Die "Stuttgarter Zeitung" hatte Auszüge des siebenseitigen Briefes veröffentlicht. In dem Schreiben, das der Nachrichtenagentur DPA vorliegt, liest der Vorsitzende des Stiftungsaufsichtsrates der Künzelsauer Würth-Gruppe seinen Außendienstmitarbeitern kräftig die Leviten. Im ersten Halbjahr 2012 hätten sie nur 3,3 Prozent Wachstum erzielt. Dabei wolle der Konzern bis zum Jahr 2020 20 Milliarden Euro Umsatz erwirtschaften, also die Erlöse in den kommenden acht Jahren verdoppeln. Wegen der "miserablen Umsatzzuwachsrate" des ersten Halbjahrs könne der Firmengewinn so unter Druck geraten, "dass wir uns von Außendienstlern, die vielleicht nicht mehr als ihre eigenen Kosten verdienen, trennen müssten".

Würth zitiert die Weisheit "Morgenstund' hat Gold im Mund" und legt den Außenmitarbeitern nahe, sich ein Beispiel am Innendienst zu nehmen. Die Angestellten in der Zentrale seien mit Mittagspause von 7.30 bis 17.15 Uhr im Dienst. "Sind Sie um 7.30 Uhr beim ersten Kunden?" Seine 63-jährige Berufserfahrung sage ihm, dass ein großer Teil der Außendienstmitarbeiter die Arbeitszeit nur zu 60 bis 70 Prozent nutze. "Ausdrücklich: Ich denke nicht daran, den Außendienst abzuschaffen, appelliere aber an Sie alle, die Geduld der Zentrale nicht zu überfordern."

"Je größer der Erfolg umso höher die Freiheitsgrade"

Die Gewerkschaft ist entsetzt: "Eine solche Schärfe, was den Vertrieb angeht, kenne ich nur aus dem Betrieb Würth", sagte Scharf. Trotz knapp 66.000 Mitarbeitern weltweit und mehreren tausend in der Region gebe es bei Würth keinen Betriebsrat - nur einen Vertrauensrat ohne jegliche rechtliche Grundlage. Es sei höchste Zeit, einen Betriebsrat zu wählen, forderte sie. Auch müssten die Gehälter der Angestellten tarifgebunden sein.
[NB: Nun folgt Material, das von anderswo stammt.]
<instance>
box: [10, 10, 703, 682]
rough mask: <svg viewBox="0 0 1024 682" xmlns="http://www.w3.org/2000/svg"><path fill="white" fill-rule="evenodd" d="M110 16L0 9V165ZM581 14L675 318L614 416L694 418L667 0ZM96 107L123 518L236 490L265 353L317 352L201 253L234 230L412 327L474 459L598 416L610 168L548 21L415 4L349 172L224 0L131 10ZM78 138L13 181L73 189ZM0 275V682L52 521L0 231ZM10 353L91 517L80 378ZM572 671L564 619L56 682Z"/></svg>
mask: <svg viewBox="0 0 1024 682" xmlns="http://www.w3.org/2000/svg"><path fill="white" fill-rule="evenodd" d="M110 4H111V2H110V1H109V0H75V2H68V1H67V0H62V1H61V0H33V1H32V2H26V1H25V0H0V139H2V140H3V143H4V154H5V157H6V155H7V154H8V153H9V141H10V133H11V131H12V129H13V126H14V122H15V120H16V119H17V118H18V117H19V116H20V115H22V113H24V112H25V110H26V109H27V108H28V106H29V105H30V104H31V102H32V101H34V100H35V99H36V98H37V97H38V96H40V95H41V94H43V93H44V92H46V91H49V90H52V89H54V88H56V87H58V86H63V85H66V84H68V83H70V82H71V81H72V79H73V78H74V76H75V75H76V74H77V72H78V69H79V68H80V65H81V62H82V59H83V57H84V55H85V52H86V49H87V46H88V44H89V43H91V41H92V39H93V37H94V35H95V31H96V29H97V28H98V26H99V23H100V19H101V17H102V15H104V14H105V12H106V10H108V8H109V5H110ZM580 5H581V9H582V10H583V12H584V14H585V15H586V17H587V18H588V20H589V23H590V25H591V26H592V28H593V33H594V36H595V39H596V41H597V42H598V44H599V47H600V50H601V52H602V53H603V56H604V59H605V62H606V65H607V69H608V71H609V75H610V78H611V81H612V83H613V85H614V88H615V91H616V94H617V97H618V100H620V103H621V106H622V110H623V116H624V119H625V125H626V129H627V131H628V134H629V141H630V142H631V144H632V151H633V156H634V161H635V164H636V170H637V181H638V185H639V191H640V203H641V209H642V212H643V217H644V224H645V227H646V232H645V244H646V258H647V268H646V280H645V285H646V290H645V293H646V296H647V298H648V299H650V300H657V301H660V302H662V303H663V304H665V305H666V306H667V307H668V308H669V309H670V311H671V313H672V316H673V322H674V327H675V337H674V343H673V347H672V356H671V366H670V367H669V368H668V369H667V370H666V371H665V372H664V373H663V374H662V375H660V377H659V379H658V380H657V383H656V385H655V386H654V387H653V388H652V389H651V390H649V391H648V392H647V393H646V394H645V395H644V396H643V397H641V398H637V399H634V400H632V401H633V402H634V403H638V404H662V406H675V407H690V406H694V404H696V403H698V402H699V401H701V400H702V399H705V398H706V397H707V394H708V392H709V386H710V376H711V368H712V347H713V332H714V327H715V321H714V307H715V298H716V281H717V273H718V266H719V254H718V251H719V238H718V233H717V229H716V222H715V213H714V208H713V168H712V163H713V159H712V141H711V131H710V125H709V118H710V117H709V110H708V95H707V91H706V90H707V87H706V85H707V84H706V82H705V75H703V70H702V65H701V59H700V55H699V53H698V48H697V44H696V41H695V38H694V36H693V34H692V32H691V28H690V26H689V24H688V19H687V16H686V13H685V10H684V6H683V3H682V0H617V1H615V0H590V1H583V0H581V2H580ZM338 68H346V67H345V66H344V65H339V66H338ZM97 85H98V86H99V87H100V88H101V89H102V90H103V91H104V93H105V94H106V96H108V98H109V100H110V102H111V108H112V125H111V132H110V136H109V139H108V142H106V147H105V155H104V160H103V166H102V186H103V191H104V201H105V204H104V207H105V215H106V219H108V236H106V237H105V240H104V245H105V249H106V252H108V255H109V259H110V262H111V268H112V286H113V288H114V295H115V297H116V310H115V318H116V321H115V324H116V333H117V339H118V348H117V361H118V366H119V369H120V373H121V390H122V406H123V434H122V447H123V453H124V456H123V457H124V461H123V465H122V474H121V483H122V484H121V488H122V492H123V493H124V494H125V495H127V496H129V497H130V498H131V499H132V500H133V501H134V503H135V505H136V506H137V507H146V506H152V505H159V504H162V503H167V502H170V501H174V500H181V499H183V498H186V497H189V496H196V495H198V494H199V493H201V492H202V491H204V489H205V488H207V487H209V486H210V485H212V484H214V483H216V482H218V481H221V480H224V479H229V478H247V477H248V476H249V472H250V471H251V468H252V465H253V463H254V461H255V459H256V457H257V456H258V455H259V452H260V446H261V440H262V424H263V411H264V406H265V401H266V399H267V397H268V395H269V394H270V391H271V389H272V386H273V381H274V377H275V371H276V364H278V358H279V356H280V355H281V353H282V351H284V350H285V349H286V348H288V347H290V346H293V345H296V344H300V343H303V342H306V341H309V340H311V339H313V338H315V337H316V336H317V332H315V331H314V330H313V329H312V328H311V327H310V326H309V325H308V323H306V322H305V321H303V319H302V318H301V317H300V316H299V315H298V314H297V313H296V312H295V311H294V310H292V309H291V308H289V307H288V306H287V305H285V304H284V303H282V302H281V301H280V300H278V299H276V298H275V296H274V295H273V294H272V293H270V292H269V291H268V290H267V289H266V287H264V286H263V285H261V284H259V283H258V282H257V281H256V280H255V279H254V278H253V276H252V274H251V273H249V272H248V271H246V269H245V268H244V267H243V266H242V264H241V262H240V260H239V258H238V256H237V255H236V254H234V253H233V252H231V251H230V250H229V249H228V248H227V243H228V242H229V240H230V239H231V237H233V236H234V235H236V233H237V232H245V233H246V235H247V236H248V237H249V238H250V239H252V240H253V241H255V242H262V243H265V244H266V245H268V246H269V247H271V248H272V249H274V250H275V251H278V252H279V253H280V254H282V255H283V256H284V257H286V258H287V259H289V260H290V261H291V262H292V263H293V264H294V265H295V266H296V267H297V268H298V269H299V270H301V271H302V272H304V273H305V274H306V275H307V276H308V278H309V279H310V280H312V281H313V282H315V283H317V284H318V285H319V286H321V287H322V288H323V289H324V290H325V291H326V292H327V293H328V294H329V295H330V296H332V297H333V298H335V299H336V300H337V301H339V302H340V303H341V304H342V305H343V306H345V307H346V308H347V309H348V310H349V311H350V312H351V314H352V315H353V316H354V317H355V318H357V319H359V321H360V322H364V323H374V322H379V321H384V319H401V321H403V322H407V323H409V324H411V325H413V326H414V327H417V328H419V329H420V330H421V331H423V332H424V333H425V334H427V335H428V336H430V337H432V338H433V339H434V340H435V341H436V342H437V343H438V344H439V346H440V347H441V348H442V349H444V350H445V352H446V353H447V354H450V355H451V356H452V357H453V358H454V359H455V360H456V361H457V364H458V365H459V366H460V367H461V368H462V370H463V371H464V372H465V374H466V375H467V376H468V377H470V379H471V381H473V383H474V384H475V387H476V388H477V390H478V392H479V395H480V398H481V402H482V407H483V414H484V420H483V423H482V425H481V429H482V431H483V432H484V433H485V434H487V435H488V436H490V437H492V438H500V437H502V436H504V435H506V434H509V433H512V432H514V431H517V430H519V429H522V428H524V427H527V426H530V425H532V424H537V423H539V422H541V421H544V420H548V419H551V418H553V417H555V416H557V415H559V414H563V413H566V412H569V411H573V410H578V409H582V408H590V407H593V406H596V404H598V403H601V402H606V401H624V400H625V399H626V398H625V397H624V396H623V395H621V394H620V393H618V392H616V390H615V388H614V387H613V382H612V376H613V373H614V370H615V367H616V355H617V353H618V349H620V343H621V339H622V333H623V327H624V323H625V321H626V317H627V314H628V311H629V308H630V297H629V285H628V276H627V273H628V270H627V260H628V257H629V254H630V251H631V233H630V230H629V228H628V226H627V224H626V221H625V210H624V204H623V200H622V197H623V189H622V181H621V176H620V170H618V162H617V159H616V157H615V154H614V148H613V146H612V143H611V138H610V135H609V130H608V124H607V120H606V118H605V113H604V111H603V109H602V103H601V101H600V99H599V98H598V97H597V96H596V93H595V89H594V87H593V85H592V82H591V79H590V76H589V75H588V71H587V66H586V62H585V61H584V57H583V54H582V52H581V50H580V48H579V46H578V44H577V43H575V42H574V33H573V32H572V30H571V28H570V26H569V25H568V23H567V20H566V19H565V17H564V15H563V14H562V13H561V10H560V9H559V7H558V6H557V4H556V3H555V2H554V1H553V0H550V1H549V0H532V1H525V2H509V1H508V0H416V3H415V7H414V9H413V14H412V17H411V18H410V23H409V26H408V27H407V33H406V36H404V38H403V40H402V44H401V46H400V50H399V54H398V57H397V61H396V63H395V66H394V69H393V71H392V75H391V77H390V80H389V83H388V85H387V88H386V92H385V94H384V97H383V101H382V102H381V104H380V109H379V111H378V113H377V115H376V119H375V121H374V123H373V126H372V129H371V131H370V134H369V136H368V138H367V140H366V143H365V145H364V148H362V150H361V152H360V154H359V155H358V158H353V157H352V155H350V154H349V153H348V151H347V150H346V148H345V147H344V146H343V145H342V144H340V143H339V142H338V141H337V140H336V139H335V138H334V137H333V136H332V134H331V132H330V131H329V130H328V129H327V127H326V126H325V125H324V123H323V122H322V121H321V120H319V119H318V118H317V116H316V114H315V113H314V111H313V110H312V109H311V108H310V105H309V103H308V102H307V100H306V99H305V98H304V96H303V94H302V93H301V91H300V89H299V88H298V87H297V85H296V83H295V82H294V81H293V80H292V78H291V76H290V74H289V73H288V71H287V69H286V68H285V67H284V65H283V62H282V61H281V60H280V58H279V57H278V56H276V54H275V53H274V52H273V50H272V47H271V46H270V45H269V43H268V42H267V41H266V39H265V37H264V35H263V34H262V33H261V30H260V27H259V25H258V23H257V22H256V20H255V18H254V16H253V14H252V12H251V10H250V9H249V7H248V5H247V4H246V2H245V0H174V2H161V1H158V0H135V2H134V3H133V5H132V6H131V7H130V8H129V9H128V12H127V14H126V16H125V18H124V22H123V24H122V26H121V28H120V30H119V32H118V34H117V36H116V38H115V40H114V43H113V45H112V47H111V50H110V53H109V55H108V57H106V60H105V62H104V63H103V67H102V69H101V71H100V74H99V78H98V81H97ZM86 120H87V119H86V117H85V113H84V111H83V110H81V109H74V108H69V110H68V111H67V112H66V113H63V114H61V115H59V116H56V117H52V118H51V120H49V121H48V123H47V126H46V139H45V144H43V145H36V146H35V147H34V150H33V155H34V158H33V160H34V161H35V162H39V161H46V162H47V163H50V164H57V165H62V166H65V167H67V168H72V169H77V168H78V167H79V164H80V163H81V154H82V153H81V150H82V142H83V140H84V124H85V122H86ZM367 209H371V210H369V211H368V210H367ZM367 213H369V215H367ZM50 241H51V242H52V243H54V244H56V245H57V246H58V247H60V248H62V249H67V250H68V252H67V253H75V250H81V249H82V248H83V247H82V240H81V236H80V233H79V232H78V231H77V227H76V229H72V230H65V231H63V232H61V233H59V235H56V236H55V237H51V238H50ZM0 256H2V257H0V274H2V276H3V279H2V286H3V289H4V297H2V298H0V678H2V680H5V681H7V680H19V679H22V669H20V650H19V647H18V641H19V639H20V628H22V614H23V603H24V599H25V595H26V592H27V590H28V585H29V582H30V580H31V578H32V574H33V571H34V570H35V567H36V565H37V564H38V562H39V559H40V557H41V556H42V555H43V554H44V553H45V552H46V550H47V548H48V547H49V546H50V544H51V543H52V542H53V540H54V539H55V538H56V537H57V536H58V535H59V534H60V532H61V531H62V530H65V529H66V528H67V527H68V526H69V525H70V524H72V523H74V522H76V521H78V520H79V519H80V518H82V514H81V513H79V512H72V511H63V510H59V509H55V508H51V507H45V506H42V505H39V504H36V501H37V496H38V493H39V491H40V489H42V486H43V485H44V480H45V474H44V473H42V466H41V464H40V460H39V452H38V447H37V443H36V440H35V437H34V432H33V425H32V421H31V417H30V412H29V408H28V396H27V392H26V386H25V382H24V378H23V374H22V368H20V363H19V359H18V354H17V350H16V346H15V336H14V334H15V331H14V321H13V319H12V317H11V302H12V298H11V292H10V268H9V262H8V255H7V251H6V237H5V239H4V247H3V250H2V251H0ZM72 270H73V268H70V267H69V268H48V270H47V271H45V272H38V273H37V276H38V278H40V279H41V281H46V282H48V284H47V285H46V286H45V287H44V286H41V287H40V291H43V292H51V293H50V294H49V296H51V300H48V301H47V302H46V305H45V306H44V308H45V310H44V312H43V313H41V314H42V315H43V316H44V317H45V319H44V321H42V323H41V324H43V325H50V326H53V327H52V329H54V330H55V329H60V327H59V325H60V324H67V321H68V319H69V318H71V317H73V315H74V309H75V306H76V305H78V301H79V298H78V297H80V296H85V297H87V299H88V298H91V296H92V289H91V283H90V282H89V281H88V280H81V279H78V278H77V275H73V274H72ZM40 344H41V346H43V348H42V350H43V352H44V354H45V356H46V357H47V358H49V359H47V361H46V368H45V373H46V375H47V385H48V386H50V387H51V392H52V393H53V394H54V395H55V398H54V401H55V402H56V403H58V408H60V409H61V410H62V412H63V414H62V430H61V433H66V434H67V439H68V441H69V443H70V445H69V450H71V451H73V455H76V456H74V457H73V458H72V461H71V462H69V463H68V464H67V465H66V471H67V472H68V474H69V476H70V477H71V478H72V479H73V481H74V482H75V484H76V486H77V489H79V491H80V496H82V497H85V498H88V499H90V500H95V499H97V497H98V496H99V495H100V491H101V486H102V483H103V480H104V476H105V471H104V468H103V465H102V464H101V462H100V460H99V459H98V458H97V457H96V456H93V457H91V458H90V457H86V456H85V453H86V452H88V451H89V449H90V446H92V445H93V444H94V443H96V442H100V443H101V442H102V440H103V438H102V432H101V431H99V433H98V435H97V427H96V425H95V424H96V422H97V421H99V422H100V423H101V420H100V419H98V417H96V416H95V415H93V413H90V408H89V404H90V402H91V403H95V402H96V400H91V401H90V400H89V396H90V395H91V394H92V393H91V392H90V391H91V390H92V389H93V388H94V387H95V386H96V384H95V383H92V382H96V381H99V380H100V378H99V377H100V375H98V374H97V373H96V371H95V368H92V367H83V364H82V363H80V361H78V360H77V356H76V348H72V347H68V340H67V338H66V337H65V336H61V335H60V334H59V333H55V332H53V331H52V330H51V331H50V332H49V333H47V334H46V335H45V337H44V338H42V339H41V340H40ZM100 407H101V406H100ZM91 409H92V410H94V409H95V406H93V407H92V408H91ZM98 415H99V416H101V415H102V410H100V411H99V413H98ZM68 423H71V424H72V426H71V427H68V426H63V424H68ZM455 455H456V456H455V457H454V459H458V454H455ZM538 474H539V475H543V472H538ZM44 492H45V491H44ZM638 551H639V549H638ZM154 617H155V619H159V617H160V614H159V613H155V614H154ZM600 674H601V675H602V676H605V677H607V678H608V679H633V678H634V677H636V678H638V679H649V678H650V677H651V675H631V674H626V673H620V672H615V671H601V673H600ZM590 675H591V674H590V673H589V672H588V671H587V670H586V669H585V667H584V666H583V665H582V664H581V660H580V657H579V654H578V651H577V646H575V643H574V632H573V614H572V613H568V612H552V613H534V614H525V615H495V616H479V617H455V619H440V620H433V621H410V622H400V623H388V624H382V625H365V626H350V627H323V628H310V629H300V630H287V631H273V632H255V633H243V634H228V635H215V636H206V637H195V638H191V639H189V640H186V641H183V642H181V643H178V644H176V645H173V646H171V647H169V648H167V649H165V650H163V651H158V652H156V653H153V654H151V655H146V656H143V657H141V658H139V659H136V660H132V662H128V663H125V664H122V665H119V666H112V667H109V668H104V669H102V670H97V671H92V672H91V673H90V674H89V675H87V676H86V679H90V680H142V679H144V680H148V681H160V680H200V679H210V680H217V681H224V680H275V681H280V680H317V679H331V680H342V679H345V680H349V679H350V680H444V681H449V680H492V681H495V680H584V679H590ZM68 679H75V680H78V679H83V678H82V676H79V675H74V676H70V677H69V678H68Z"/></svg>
Norbert Heckmann, Vorsitzender der Würth-Geschäftsführung, antwortete schriftlich auf die Veröffentlichung des Briefes: Ziel sei es, die Kunden zu begeistern. "Daher ist die Führung leistungsbezogen und darauf aus, eine hohe Mitarbeiterzufriedenheit zu generieren, getreu unserer Kulturregel 'Je größer der Erfolg umso höher die Freiheitsgrade'."

Auf die Forderungen der IG Metall nach einem Betriebsrat teilte Heckmann mit, der Vertrauensrat vertrete die Interessen der Mitarbeiter gegenüber dem Arbeitgeber seit 30 Jahren "zu einer hohen Zufriedenheit der Arbeitnehmer". Zudem gebe es einen Hausrahmentarifvertrag, der sich am Metalltarif orientiere - "wovon unsere Mitarbeiter profitieren".